OPINION | LETTERS TO THE EDITOR: On Vietnam Veterans | Traffic enforcement | Warning system ills


On Vietnam Veterans

On March 29 I doubt you hear greetings of "Happy Vietnam Veterans Day." Matter of fact, most folks have no idea it is even a celebrated day. No parades, no big ceremonies, no big anything except for those of us that served.

No war is good, but the Vietnam War was so very different. American men and women serving on foreign soil for a cause most did not understand. In many cases we witnessed death: death of the enemy as well as death of friends and comrades. Very few Vietnam vets talk about it. For many, even after 50-plus years passing, sleep still brings us to a place we never wanted to return.

Vietnam Veterans are a tight brotherhood, a proud group of men and women that served their country without question. On this Vietnam War Veterans Day, I salute you all. Welcome home!

STAN JAROS

Little Rock

Traffic enforcement

We often hear of a huge surfeit of cops: too many retirements, too many unfilled positions, too few applicants (understandable, actually, in the face of the "defund" movement). Violent and property crime soar while we hear these excuses. We can no longer justify using these scarce human resources for routine traffic enforcement.

And clearly we aren't. Any central Arkansas driver sees it every day, on virtually every street: speeds at least 15 mph over posted limits. Drivers whiz by, darting from lane to lane. Our neighborhood asks the substation for enforcement, but the answer is always that they don't have the resources ... they are allocated for more serious crimes.

So why not use increasingly sophisticated cameras to automate the process? A number of states do this already: high-resolution video ID of the vehicle and plate, with radar measurement of speed. Ticketing is done by mail, with appropriate opportunity for appeal. I am told that whenever our state Legislature considers this, it's shot down for "privacy concerns." What privacy right do I have if I'm speeding down the road, endangering fellow citizens, and am fined by virtue of a validated video of my violation?

Our Legislature should debate and pass enabling legislation, and our traffic engineers should prioritize and put into place this method. Then the all-too-few cop cars behind bushes watching a radar screen all day can be reassigned to burglaries, assaults, and worse. Are we serious about crime or not?

PETE MARVIN

Little Rock

Warning system ills

Once again Friday afternoon's storms showed just how antiquated our tornado warning system is in Little Rock. The possible tornado was basically south of the city and moving to the east. But sirens unnecessarily sounded in far west Little Rock.

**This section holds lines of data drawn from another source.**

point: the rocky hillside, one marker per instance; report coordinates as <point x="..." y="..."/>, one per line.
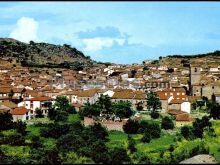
<point x="43" y="54"/>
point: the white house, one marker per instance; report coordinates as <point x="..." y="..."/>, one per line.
<point x="20" y="113"/>
<point x="42" y="103"/>
<point x="185" y="106"/>
<point x="110" y="93"/>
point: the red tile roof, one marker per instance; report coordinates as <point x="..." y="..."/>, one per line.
<point x="42" y="98"/>
<point x="19" y="111"/>
<point x="174" y="112"/>
<point x="175" y="101"/>
<point x="183" y="117"/>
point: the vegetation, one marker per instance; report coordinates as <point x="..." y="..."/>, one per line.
<point x="70" y="142"/>
<point x="167" y="123"/>
<point x="104" y="106"/>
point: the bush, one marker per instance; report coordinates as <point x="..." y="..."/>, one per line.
<point x="147" y="137"/>
<point x="153" y="128"/>
<point x="154" y="115"/>
<point x="131" y="127"/>
<point x="167" y="123"/>
<point x="187" y="132"/>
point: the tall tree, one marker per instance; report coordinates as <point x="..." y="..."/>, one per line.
<point x="131" y="144"/>
<point x="167" y="123"/>
<point x="61" y="109"/>
<point x="122" y="109"/>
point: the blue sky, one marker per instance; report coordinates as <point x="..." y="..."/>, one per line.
<point x="120" y="32"/>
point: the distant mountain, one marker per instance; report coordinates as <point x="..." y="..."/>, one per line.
<point x="43" y="54"/>
<point x="210" y="54"/>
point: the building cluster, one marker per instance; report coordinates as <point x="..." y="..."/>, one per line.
<point x="22" y="91"/>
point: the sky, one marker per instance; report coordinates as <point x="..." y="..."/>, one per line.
<point x="118" y="32"/>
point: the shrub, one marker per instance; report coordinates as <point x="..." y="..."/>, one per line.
<point x="131" y="127"/>
<point x="167" y="123"/>
<point x="154" y="115"/>
<point x="147" y="137"/>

Why can't we get a system that can be directed to only the areas most threatened? This has been a problem for years.

MICHAEL C. McKINNEY

Little Rock

Law won't benefit all

During public discussions of the LEARNS Act, some government officials have offered only one reason for supporting the Education Freedom Accounts (the vouchers program). That reason: It increases the ability of parents to choose a school for their children. That is true, for vouchers will reduce the costs for students that attend private schools or have home schooling, but another result will be public schools will lose both students and dollars from their budgets. However, the fixed costs for operating public schools will still be there.

There are 11 counties (Pulaski, Washington, Benton, Sebastian, Faulkner, White, Saline, Craighead, Garland, Phillips, and Crittenden, in that order) that contain more that 75 percent of our private school students, and 30 counties with no private schools. The reason there are no private schools in those counties is the private school market requires people, dollars, and density. Those requirements don't exist in the needed amounts in those 30 counties for, as an example, those 11 counties have an average per capita income $16,000 greater than the no-schools counties.

Vouchers will result in none of the intended benefits of LEARNS to students in 40 percent of our counties, for there are not now, and will likely not be, a private school there. Thus, that part of LEARNS will not benefit a large portion of Arkansas families. At the same time, the teacher-pay provisions of LEARNS will increase the costs of private schools so the vouchers will be less valuable to the families that do use them.

It is likely a majority of any future increases in private-school enrollments will occur in the same counties where schools exist today. If that is what happens, vouchers will result in draining tax dollars from rural, less prosperous counties to pass on to counties with higher levels of wealth.